The deferred tax charge or credit and the corresponding deferred tax liabilities or assets are recognised using the tax rates that have been enacted or substantively enacted by the Balance Sheet date, Deferred tax assets are recognised only to the extent there is reasonable certainty that the assets can be realized in future; however, when there is unabsorbed depreciation or carry forward losses under taxation laws, deferred tax assets are recognised only if there is a virtual certainty of realization of such assets. Deferred tax assets are reviewed at each Balance Sheet date and written down or written up to reflect the amount that is reasonably / virtually certain, as the case may be, to be realized
Tax credit is recognised in respect of Minimum Alternate Tax (MAT) as per the provisions of Section 115JAA of the Income Tax Act, 1961 based on convincing evidence that the Company
will pay normal income tax within the statutory time frame and is reviewed at each Balance Sheet date.

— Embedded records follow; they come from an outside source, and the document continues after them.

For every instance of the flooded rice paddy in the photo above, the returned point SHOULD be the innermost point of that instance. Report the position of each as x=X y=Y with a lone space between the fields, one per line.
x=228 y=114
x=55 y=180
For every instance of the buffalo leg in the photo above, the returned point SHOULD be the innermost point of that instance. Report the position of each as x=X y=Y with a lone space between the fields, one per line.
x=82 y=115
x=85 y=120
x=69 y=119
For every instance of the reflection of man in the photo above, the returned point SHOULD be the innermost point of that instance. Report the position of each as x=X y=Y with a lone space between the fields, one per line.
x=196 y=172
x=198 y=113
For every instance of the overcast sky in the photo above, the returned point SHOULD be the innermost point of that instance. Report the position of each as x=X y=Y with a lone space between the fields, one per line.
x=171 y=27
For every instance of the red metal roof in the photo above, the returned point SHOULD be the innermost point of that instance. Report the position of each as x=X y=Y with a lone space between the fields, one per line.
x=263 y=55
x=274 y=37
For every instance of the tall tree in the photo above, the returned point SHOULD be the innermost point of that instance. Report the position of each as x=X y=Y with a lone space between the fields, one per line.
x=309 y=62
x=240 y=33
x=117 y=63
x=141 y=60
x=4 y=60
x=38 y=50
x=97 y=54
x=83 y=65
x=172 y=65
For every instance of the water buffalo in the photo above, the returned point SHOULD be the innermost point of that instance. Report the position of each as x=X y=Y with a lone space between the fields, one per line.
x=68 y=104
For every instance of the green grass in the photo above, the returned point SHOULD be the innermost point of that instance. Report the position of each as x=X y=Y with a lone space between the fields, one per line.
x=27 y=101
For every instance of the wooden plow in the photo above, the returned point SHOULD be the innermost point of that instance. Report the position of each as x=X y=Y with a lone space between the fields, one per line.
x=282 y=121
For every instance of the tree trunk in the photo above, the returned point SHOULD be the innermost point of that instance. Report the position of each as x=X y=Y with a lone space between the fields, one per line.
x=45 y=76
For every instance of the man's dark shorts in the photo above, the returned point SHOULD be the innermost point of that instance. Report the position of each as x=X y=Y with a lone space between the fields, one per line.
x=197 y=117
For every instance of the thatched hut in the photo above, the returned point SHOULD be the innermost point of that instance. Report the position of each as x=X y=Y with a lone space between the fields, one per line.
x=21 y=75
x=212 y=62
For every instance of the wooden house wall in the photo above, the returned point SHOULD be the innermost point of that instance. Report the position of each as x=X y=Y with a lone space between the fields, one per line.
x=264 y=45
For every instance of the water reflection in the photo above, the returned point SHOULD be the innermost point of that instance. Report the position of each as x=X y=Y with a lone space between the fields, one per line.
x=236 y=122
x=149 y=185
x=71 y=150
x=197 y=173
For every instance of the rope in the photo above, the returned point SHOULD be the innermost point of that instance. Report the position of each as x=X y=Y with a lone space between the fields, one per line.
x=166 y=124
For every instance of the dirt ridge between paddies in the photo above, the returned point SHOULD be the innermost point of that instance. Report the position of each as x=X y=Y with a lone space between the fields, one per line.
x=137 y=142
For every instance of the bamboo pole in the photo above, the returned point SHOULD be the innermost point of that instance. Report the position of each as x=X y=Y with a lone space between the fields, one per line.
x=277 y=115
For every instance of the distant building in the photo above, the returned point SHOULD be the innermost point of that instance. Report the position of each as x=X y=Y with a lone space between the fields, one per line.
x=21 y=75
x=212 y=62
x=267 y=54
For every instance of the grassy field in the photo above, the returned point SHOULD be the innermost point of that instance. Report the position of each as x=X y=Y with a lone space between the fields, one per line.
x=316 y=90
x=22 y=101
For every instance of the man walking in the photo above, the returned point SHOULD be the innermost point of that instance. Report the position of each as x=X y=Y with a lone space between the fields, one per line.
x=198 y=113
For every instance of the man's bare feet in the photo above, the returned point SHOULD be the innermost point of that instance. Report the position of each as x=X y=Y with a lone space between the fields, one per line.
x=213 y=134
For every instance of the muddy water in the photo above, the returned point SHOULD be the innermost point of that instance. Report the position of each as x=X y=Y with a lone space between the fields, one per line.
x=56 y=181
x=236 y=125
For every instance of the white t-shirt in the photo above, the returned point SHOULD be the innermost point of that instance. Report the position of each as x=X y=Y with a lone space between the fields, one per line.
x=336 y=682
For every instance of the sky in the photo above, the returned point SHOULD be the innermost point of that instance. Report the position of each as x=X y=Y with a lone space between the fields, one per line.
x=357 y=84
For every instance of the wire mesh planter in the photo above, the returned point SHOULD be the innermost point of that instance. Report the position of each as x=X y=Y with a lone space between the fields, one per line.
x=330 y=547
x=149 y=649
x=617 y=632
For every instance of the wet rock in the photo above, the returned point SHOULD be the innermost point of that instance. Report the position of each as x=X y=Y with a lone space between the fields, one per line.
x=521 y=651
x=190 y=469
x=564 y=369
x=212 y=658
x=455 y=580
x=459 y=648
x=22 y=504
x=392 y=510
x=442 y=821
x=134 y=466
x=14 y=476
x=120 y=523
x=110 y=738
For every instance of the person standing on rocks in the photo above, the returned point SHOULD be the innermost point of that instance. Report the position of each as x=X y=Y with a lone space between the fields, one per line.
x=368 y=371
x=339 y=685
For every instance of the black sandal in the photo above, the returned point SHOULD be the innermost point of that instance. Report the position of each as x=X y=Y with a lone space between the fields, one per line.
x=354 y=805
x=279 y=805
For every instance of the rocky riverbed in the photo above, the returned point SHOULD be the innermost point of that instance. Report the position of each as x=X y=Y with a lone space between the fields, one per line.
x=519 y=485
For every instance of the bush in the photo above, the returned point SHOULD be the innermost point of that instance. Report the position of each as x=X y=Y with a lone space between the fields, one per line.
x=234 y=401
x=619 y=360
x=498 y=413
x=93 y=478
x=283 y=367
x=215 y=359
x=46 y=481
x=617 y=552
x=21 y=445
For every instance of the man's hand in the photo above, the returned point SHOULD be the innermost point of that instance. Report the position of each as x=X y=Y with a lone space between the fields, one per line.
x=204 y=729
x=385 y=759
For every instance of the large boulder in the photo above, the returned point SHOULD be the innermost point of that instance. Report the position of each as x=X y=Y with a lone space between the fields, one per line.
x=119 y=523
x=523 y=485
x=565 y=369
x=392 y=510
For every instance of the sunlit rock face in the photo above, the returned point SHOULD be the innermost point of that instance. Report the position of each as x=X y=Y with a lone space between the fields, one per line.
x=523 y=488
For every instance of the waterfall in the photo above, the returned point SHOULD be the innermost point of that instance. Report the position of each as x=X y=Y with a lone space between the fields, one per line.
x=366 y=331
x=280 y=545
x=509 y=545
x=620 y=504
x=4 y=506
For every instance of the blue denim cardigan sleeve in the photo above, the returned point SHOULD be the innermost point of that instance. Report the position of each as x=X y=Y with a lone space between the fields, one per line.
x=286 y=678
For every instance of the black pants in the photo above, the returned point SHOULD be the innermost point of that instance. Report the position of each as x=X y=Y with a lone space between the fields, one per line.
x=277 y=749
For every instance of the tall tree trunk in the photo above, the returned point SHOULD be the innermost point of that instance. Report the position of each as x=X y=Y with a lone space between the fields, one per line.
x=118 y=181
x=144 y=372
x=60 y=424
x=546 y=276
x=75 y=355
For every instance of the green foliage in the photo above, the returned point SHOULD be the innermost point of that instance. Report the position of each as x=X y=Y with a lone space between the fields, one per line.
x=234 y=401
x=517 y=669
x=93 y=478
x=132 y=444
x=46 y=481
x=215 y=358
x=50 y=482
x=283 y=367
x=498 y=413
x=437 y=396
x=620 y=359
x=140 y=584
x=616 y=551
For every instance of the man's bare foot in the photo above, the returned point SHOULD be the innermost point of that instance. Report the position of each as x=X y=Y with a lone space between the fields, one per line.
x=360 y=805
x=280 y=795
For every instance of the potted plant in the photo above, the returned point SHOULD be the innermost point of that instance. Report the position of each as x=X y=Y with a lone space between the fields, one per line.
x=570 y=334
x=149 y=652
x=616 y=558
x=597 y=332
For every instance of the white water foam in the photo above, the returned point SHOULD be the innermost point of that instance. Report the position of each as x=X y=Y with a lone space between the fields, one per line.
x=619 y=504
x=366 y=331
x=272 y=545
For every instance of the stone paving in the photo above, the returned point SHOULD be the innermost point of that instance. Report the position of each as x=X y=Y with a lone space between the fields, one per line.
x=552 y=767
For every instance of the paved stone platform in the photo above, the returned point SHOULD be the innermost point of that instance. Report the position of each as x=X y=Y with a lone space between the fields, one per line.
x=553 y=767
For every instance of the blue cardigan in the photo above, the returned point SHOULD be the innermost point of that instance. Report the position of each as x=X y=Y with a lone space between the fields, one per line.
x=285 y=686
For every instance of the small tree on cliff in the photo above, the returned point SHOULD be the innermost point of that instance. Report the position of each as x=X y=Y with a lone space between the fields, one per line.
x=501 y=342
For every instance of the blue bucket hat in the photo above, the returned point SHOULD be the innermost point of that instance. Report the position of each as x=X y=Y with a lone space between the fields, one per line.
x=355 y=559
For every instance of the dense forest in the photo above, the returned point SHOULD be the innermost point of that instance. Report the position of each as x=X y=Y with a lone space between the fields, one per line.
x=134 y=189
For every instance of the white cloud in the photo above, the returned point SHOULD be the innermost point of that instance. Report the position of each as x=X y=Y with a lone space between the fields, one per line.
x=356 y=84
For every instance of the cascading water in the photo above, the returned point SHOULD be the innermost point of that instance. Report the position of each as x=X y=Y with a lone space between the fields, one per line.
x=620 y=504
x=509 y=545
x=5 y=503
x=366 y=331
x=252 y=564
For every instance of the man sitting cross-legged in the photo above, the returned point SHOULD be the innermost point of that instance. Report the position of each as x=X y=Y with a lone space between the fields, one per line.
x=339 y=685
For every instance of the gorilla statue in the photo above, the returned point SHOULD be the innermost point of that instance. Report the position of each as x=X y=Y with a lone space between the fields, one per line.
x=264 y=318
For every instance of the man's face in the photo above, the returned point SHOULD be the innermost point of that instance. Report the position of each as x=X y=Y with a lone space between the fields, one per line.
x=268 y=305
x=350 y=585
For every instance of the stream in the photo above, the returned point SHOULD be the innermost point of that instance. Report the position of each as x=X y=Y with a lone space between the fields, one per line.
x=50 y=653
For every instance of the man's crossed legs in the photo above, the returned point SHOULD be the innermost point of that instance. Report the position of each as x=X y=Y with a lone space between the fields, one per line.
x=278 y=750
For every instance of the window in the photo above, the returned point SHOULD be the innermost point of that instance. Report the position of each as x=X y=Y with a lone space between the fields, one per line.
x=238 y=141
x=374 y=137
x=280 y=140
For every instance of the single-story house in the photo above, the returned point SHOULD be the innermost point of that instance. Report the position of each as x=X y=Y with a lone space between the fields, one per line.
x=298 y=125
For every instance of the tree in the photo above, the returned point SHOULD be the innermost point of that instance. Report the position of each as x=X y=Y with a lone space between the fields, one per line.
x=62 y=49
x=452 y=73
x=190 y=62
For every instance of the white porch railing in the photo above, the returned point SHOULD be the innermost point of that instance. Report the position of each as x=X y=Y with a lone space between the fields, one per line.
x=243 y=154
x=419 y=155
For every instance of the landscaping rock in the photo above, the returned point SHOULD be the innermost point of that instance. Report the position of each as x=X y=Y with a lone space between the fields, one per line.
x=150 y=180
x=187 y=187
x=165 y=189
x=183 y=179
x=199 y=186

Company has policy of not considering MAT tax credit available to them under the Income Tax Act.
12) Borrowing Cost:
Borrowing Costs relating to the acquisition/ construction of qualifying assets are capitalized until the time all substantial activities necessary to prepare the qualifying assets for their intended use are complete. A qualifying asset is one that necessarily takes substantial period of time to get ready for its intended use. All other borrowing costs are charge to revenue.
13) Earning Per Share:
Basic earning per share is calculated by dividing the net profit or loss after tax for the year attributable to Equity Shareholders of the Company by the weighted average number of Equity Shares outstanding during the year.
Diluted earning per Share is calculated by dividing net profit or loss attributable to equity Shareholders by the weighted average number of equity shares outstanding during the year with adjustment of all dilutive potential equity shares.